Last weekend brought me back to Temple University, ten years after graduating, for a conference of econ PhD alums. I had so many reactions:

  1. Mixing a research conference with what is effectively a reunion or homecoming is a great idea for a PhD program, and more schools should do it. It brought together alumni from all different years, but it especially felt like a reunion to me since it’s been ten years since I graduated (not that I really know about reunions; I’ve never been to a high school or college one).
  2. Philadelphia in general and Temple University in particular have gotten much nicer (though still gritty). Some of this I expected; the country is getting steadily richer, and it seems like every college is always on a building spree. But as with New Orleans, it is a city still well below its peak population that I first got to know in the aftermath of the great recession. Unemployment in Philly is now well under half what it was the whole time I lived there, and it shows.
  3. Life is short. I was saddened, but not shocked, to hear that one of my professors had died. I was saddened and shocked to hear that one of my fellow students had.
  4. As a kid, whenever I went back to one of my old schools, I usually felt nostalgia mixed with the feeling that everything seemed small. Then I thought this smallness was only about me having grown taller, but now I wonder. At Temple the economics department has changed buildings, but when I went back to the old building everything seemed small, despite me being the same size I was in grad school. But at the time the building loomed so large in my mind; I was so focused on the things that happened there, the classes and tests, the study sessions and writing in the computer lab, what the professors thought, and everything that it all represented. All that apparently made the rooms seem physically larger in a way they now don’t once I have graduated and the professors moved.
  5. Temple PhDs are much more successful than I would have guessed at the time.
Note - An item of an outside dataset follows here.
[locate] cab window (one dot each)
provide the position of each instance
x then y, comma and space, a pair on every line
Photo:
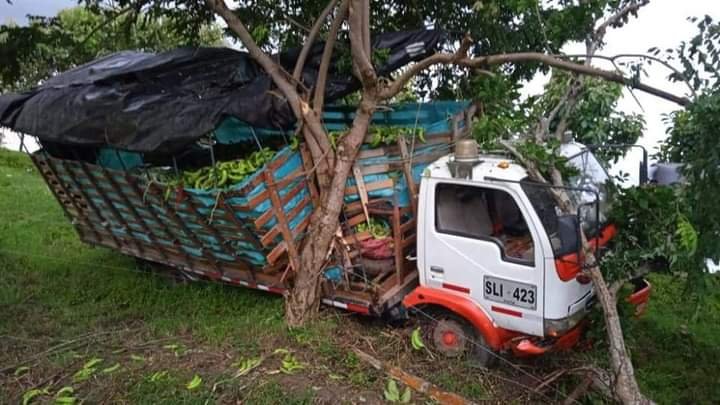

It was hard for students attending what was then a bottom-ranked program during the Great Recession to be optimistic about our job prospects, especially when we worried we might fail out of the program (a valid concern when, afaik, only 4 of the 11 students in my year finished their PhDs). But things turned out great; just in the past 10 years from a small program there are many people who are tenured or tenure track at decent schools, who have research or important supervisory positions at the Fed, or who are making a name for themselves in the private sector (like Adam Ozimek).
  6. Why have we so exceeded our low expectations? The improving economy helped. Economics PhDs from anywhere turned out to be a valuable degree. Perhaps our training was stronger than we gave it credit for at the time. I see two main tracks for success coming out of a lower-ranked program, where the school’s name alone might not open doors:
    • publish a lot (my strategy), or
    • find some way to get your foot in the door of a major institution like the Fed system or a major bank, then work your way up. The initial way in could be something less competitive, like an internship or a job you don’t necessarily need a PhD for. But once you are in you will be judged mostly on your performance within the institution, not your credentials. In a panel on non-academic jobs, several alums emphasized that conditional on having enough technical skills to get hired, at the margin people/communication skills are much more important to advancement than further technical skills.
  7. Temple’s economics PhD program paused admissions back in 2020, but is aiming to restart with a redesigned program in 2025.